According to Torgny Karlsson, PhD, and colleagues from Uppsala University in Sweden, visceral fat that accumulates around the organs and intestines is a crucial factor that raises the risk of type 2 diabetes. While health advocates have focused on the overall amount of fat, this new research underscores that the type of fat might be the real issue, especially for women.  

Dr. Karlsson added, “To measure the amount of visceral fat, advanced and costly diagnostic imaging techniques are required. We have developed a simple method, which instead estimates an individual's amount of deep belly fat from other parameters more easily measured than the visceral fat itself, and the method can, therefore, be used in most clinics.”

Using a sex-stratified, nonlinear prediction model, the team conducted a genome-wide association study using data on 325,153 individuals in the United Kingdom Biobank. The evaluation was conducted to identify genetic variants that influence visceral adipose tissue (VAT) distribution. Study analysis demonstrated that visceral fat, adjusted for BMI, is a causal risk factor associated with increased risk of hypertension, angina, type 2 diabetes, and hyperlipidemia. 

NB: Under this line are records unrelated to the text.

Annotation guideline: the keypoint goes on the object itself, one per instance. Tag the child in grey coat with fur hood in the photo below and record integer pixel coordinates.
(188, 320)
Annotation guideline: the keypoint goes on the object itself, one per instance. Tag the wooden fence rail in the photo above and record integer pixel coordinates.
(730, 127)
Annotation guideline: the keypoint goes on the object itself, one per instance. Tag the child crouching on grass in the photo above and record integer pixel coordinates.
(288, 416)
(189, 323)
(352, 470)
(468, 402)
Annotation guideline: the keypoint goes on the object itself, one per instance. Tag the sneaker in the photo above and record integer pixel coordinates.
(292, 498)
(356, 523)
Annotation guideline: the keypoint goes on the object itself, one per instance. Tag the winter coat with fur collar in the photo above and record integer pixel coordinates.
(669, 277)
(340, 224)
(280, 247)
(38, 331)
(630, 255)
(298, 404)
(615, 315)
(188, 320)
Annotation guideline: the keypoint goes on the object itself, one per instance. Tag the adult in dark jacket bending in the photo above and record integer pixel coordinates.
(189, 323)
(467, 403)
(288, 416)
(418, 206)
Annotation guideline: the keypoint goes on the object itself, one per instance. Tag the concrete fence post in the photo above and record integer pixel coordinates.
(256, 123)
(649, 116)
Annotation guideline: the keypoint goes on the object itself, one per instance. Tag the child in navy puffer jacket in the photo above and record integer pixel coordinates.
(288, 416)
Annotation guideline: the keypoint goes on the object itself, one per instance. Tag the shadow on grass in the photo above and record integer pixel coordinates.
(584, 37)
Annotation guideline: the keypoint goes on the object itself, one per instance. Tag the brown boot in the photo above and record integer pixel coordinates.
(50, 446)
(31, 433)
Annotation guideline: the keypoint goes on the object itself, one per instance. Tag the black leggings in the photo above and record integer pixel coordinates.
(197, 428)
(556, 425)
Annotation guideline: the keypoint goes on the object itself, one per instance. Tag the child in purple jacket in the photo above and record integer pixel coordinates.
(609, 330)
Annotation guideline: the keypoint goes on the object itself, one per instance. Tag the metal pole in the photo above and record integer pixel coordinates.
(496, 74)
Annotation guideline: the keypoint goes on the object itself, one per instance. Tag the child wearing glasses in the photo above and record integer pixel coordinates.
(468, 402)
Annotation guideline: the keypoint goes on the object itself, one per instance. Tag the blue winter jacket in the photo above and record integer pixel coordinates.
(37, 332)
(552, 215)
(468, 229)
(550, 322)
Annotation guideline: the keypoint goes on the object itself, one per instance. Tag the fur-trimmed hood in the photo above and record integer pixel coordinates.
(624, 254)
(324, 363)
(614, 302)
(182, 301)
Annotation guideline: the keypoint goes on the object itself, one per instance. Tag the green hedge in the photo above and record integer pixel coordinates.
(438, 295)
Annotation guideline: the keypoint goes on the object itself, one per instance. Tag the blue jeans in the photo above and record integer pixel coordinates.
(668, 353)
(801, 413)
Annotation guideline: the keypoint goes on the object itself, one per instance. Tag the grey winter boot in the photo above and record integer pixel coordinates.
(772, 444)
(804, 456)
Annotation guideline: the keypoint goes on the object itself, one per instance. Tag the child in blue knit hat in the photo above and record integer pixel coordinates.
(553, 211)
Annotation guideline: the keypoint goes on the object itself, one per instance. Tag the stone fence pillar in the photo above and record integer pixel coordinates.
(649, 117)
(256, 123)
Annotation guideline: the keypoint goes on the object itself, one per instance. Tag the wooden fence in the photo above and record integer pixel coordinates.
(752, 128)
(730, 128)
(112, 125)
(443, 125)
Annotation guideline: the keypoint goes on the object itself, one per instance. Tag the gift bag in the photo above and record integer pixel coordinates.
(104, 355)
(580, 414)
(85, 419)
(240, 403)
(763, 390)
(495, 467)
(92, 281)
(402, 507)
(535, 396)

“We were surprised that visceral fat was more strongly linked to risk of disease in women compared to men,” said Åsa Johansson, a coauthor of the study and an associate professor at Uppsala University. “Adding an extra kilogram of visceral fat can increase the risk of type 2 diabetes more than seven times in women, while the same amount of fat accumulation only increases the risk a little more than two times in men,” Dr. Johansson added. The importance of understanding the additional harmful risks of VAT that are not captured by BMI is essential in recognizing VAT’s harm when compared with other fat deposits, such as subcutaneous fat stores.

The authors concluded that visceral adiposity either is more proinflammatory (promoting insulin resistance) or is more lipolytic and resistant to antilipolytic effects of insulin, resulting in higher levels of circulating free fatty acids. The largest difference in causal effect between the sexes was found for type 2 diabetes in females (OR 7.34; 95% CI, 4.48-12.0) compared with males (OR 2.50; 95% CI, 1.98-3.14). Although the study found that Caucasian females have the most significant risk, the research team underscored the importance of conducting more research to validate these findings and  explore whether the results are consistent in other ethnic groups and populations outside the UK and to “gain a deeper understanding of the biology behind the complex relationship between VAT mass and disease.”